Gıda Endüstrisinde Kullanılan Kimyasallar:
Gıda sınıfı kimyasallar, genellikle koruyucu, dengeleyici ya da belirli tat, aroma ve renk oluşturmak amacıyla gıda üretiminde kullanılır. Bir kimyasalın gıda sınıfında değerlendirilebilmesi için uluslararası sağlık otoriteleri tarafından onaylanması gerekir. Bu hammaddeler genellikle daha yüksek saflık derecesine sahiptir.

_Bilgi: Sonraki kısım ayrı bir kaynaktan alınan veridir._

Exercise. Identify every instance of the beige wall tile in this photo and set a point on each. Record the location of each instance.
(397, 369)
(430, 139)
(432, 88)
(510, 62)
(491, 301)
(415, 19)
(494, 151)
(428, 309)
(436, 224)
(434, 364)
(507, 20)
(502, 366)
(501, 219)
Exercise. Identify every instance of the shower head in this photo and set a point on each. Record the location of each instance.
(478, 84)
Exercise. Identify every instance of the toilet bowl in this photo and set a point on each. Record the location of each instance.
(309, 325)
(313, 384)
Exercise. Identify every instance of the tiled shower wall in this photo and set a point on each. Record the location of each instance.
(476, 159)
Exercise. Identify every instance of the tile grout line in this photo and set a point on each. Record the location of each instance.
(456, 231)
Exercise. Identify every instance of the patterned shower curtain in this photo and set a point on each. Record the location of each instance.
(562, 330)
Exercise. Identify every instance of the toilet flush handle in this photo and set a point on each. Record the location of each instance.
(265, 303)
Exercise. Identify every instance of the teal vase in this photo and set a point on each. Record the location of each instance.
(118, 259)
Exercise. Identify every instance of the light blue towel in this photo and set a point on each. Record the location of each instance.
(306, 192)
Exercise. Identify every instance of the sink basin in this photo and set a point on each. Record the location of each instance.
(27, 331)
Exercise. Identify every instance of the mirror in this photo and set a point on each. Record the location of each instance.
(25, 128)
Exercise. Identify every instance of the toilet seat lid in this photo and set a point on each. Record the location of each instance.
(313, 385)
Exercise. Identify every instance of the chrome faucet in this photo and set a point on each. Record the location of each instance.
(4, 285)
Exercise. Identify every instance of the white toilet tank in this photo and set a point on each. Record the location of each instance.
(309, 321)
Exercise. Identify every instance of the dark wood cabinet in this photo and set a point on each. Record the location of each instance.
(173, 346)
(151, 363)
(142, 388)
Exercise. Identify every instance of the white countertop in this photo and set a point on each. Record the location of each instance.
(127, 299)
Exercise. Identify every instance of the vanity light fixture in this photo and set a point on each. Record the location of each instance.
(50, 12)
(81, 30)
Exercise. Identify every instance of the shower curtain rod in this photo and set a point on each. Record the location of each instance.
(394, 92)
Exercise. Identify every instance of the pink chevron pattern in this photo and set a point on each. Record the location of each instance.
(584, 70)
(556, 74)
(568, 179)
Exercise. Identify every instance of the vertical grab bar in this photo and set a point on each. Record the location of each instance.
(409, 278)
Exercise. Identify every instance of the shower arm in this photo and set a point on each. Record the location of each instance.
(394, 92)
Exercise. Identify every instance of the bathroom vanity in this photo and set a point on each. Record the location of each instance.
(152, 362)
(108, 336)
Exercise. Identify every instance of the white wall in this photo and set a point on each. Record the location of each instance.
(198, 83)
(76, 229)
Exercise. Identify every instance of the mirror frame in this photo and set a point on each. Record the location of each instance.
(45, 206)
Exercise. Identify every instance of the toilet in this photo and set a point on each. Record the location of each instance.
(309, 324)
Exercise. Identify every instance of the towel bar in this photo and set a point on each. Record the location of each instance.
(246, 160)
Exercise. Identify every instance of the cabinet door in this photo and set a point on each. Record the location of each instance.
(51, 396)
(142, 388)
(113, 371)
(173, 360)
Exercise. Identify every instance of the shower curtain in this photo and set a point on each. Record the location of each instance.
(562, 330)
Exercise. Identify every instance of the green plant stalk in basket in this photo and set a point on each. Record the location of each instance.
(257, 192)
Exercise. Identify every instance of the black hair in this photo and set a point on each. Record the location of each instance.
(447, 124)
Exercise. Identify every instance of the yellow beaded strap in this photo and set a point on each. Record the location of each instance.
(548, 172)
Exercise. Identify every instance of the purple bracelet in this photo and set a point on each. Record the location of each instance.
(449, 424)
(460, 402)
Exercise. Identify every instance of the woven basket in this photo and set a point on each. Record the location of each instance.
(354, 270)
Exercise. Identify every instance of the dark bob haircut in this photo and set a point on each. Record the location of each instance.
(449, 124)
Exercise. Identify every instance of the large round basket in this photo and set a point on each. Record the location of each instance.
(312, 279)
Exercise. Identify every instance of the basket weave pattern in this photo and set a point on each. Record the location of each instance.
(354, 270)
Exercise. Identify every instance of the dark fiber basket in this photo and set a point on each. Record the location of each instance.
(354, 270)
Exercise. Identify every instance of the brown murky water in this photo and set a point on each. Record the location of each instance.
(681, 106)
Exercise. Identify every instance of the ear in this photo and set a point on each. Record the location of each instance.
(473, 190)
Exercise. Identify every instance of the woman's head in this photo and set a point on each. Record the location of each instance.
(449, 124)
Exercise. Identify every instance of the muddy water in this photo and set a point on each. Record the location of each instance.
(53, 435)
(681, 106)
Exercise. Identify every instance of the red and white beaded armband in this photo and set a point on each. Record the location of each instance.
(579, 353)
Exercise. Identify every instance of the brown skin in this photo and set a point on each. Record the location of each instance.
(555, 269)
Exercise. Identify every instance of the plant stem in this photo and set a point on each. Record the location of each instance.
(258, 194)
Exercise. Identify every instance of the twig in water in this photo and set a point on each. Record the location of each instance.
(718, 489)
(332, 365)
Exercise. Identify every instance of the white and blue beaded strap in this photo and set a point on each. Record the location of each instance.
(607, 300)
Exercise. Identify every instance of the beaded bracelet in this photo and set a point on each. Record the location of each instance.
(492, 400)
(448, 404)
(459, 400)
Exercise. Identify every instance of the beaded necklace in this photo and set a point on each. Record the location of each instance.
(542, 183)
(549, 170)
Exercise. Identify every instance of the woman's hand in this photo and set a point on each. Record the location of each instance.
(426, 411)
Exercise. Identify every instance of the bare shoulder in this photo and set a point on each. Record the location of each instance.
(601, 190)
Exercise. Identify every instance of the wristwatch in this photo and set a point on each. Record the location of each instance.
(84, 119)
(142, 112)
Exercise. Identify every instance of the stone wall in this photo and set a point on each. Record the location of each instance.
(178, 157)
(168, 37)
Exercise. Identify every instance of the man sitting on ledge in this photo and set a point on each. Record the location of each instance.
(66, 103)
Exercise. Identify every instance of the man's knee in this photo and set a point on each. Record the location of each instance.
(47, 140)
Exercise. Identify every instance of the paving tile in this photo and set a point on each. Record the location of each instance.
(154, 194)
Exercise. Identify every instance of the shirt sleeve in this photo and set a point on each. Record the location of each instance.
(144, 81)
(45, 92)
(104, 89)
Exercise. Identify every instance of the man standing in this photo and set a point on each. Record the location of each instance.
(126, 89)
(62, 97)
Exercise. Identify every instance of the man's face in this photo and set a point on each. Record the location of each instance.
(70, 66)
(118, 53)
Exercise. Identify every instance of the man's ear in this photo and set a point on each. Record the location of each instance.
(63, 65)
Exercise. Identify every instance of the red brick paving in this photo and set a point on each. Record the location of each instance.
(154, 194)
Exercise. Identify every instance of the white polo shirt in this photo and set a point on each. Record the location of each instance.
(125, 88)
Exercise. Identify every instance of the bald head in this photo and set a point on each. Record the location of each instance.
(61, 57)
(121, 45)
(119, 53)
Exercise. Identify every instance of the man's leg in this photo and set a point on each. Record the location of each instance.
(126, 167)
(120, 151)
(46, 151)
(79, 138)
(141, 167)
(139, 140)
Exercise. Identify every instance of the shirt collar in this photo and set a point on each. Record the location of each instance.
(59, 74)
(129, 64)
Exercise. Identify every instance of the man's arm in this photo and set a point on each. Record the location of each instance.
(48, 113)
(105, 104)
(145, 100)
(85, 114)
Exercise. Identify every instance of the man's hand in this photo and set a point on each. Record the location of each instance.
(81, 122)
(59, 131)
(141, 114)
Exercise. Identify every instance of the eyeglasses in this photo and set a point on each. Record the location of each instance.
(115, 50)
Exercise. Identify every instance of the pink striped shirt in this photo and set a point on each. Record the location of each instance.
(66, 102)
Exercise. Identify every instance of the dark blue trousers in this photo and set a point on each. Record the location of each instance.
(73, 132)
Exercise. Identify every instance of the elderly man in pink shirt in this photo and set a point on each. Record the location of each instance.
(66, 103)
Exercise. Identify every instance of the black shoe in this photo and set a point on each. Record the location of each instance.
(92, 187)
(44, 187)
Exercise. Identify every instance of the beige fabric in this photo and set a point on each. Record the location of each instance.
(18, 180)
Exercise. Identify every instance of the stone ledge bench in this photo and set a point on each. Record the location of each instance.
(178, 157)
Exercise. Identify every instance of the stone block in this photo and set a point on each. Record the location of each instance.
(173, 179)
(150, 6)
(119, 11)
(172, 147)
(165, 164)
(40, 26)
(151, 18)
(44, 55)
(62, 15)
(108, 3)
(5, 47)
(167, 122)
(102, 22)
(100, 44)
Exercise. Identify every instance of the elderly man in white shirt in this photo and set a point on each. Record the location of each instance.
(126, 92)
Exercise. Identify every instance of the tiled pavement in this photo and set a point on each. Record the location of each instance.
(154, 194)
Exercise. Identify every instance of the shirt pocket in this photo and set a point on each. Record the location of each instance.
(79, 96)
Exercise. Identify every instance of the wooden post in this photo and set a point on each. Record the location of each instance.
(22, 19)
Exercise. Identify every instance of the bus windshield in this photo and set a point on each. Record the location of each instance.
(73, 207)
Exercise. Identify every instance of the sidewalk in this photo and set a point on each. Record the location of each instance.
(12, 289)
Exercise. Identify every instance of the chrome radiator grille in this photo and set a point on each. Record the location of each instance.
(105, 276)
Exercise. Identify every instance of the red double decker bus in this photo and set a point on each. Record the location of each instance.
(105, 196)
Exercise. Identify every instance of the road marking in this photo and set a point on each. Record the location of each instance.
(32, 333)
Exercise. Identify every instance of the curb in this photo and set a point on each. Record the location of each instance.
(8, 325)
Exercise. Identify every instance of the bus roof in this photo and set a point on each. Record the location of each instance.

İlaç Endüstrisi Kimyasalları:
İlaçların çoğu ya kimyasal bileşiklerden oluşur ya da belirli kimyasal formüllere sahip etken maddeler içerir. Bazı kimyasallar ve çözücüler, doğrudan ilaçların hazırlanmasında kullanılır. Bu maddeler genellikle antibakteriyel özellikleri, düşük toksisiteleri ya da ilaç sentezinde sağladıkları fayda nedeniyle tercih edilir.
Deterjan Kimyasalları:
Deterjan Kimyasalları:
Deterjanlarda kullanılan kimyasallar genellikle yüzey aktif özellik taşır. Bu bileşikler hem su hem de organik ortamlarla etkileşime girerek yağ ve lekelerin giderilmesini sağlar. Ayrıca, bakteriyel zarları bozarak mikroorganizmaların ölmesine neden olabilirler.
Su Arıtma Kimyasalları:
Su, hayati bir elementtir ve önemi herkesçe bilinir. Su arıtma kimyasalları, atık suyun veya endüstriyel suyun tekrar kullanılabilir hale getirilmesinde kullanılan bileşiklerdir. Koagülasyon (pıhtılaştırma), çökelme, pH dengesi, dezenfeksiyon gibi çeşitli kimyasal arıtma aşamalarında kullanılırlar
Kimyasal Gübre Hammaddeleri:
Topraktaki bitkilere gerekli besin maddelerini sağlamak, zararlı böcek ve hastalıkları ortadan kaldırmak için kullanılan maddelerdir. Genellikle manganez, magnezyum, çinko, demir gibi elementleri içerirler. Genellikle endüstriyel saflıkta bulunurlar ve tarım sektöründeki önemlerinden dolayı dünya genelinde en çok kullanılan kimyasal maddeler arasında yer alırlar.
Kimyasal Çözücüler:
Çözücüler, kimya alanındaki en önemli maddelerden biridir. Çözücüler olmadan birçok kimyasal reaksiyon gerçekleşemezdi. Tıp, gıda, sanayi, araştırma ve ilaç gibi birçok alanda yaygın olarak kullanılırlar.
Laboratuvar Kimyasalları:
Bunlar, araştırma laboratuvarlarında kullanılan laboratuvar sınıfı kimyasal bileşiklerdir. Hassas deneylerde kullanıldıkları için yüksek saflıkta (genellikle %99 ve üzeri) olmaları gerekir. Merck, Sigma-Aldrich, PubChem gibi tanınmış üreticiler, bu yüksek saflıkta laboratuvar kimyasallarını üretmektedir.